Kauf Dir ja kein *SANTACRUZ* aldder !!!!

Wenn Bad Kreuznach nicht soweit wär, und ich Heute nicht noch nach München fahren müsste, würde ich als zu gerne einen Kasten "Eiszäpfle" mit Dir vernichten ! So als Frustbesaufen!

Gruß und bis bald


----------



## Fettkloß (27. Februar 2005)

meinste ?? die kenn ich fast nicht - aber dir zu liebe mach ichs  

aber ich dachte auf deiner roten liste steht ganz oben endorfin ??!!!


----------



## daif (27. Februar 2005)

oh mann, heute morgen (bin grad aufgestanden  ) kotz mich das ganze schon fett an.....
ich kann nicht mal richtig zynisch/ ironisch sein....  
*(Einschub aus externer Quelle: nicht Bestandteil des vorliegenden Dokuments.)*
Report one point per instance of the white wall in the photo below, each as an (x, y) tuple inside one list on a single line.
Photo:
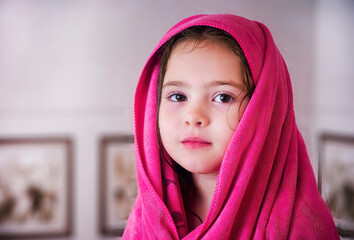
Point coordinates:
[(70, 68)]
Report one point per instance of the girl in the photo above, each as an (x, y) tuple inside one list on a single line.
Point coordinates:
[(219, 155)]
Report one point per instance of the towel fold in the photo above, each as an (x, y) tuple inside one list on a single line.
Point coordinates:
[(265, 188)]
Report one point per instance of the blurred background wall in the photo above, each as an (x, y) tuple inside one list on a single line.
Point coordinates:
[(69, 68)]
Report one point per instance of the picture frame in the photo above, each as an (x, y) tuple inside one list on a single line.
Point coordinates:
[(36, 187), (118, 184), (336, 179)]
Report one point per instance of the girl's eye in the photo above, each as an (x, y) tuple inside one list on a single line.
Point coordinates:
[(223, 98), (177, 97)]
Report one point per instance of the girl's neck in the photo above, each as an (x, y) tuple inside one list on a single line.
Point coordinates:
[(202, 197)]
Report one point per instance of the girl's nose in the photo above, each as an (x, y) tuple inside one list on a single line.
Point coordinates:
[(196, 116)]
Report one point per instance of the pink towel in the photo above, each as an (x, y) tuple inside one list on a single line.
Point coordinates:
[(265, 188)]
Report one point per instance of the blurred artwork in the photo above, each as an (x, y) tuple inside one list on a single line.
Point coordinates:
[(118, 183), (34, 187), (337, 180)]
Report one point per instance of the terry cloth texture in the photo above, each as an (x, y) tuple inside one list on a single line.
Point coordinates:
[(265, 188)]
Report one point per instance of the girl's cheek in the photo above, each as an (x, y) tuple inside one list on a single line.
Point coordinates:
[(235, 113), (232, 116)]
ich glaub ich muss auch die melancholische Musik im player ändern...
und Partymusik spielen          

@Fettkloß
wenn du Konkursmasse abstaubst musst mir was mitbringen  
(eigentlich sollten wir das nicht tun, oder? ist schon echt böses Gerede)


----------



## MTB-News.de




----------



## Rocklandbiker (27. Februar 2005)

Also hier meine rote Liste:

CANYON
ENDORFIN
CANNONDALE
MERIDA
CENTURION
STORCK
STEVENS
MAVERICK AMERICAN
V O T E C


also gib GAS !!


----------



## daif (27. Februar 2005)

Rocky


----------



## Fettkloß (27. Februar 2005)

also meine rote liste :

drek
cannondehhl
scott

alle drei belegen zusammen platz 1   

canyon
wheeler - würg !

neeee - das würde zu lang werden , ich hör auf   


zur zeit würde ich mir ein rocky mountain kaufen - die finde ich richtig geil


----------



## daif (27. Februar 2005)

n Blizzard


----------



## Eisenfaust (27. Februar 2005)

Fettkloß schrieb:
			
		

> @ brägel - ja schon klar -- aber eigentlich sagt der name es ja schon -- bergwerk BIKES ---   ob es weiterhin "bergwerk ALUKISTEN" oder "bergwerk ALUGEDÖNS" gibt ist mir nicht bekannt , da man ja den richtigen firmennamen nicht kennt .
> 
> ich werde ab morgen im pforzheimer gewerbegebiet zelten und mit meinem notebook online sein . somit werde ich als erste hyäne am aas eintreffen



Oder Bergwerk-DÖNER?


----------



## Fettkloß (27. Februar 2005)

eisenfaust du bist ja heute so witzig - hast du irgendwelche mittel genommen ?


----------



## Eisenfaust (27. Februar 2005)

Findest Du? Ich finde es leider gar nicht so witzig. Prestigesucht ist nicht mein Eigen, ich sehe nur, daß in der Bananenrepublik wieder ein Unternehmen den Bach 'runtergeht und damit die Zahl der Arbeitslosen zu steigen scheint, wenn auch nur um ein paar Promille. Den Metallbaumeister hätte man vielleicht schon früher mit einem deutschen Sprichwort vertraut machen sollen: Schuster, bleib bei deinen Leisten!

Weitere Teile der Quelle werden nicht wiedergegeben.